放射線治療領域で2021年中において注目度の高かった論文

 

 解説

2021年中で注目度の高かった論文を紹介する投稿である。

これはIJROBP(通称Red journal)という放射線治療領域で最も権威のある雑誌の一つに投稿された論文の中で、2021年中に注目度が高かったものを分析したものである。

興味深いのは、通常こういった紹介の場合には引用件数やダウンロード数でランキングする場合が多いが、今回はSNSでの注目度も示している点である。

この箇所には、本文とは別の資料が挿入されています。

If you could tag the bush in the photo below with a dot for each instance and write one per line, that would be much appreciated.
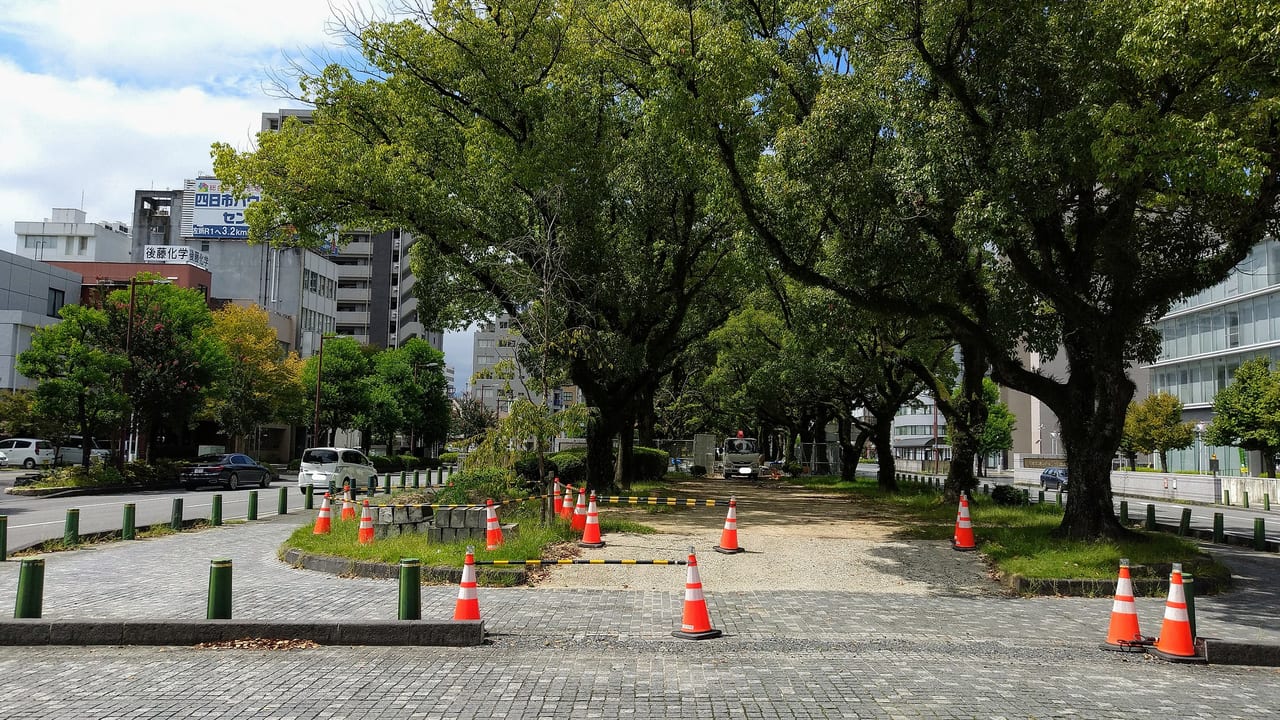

最近になり、SNSはより身近な存在となり、SNSを通して知るような情報も多くなってきていると感じる。

ニュースサイトをより簡便にしたようなイメージである。

一般的なニュースサイトに比較するとSNSは簡便な分、情報のソースが曖昧な場合も多く、その内容を鵜呑みにするのは要注意であるが、広く情報を伝えるという意味では非常に有用な手段であると考える。

論文のSNSにおける注目度をここで取り上げているのも、SNSの役割が大きくなってきている影響であると考えられる。

まず、引用論文のランキングにおいては、定位照射の話題が多かったようである。

引用されるということはそれだけ学問的な興味の高い内容であり、やはり近年では定位照射の有用性や需要の高まりから、注目されている話題であることがうかがわれる。

その他の話題では、乳癌の大規模臨床試験や、粒子線治療、免疫療法が引用されているという傾向があった。

2021年中にTwitterで多くツイートされた論文は、COVID-19や運動療法、腫瘍のコンツーリング(描画)、定位照射、臨床研究、研修制度などについてであった。

引用文献に比べると、SNSはより一般的な議題・問題が取り上げられやすい傾向にあると思われる。

Facebookでは患者のQOL(生活の質)や副作用といった内容が議論される傾向にあり、同じSNSでもTwitterよりは専門的な内容が取り上げられているようであった。

IJROBPといった比較的権威のある雑誌においてもSNSへの影響を重視しているというのが非常に興味深い内容であった。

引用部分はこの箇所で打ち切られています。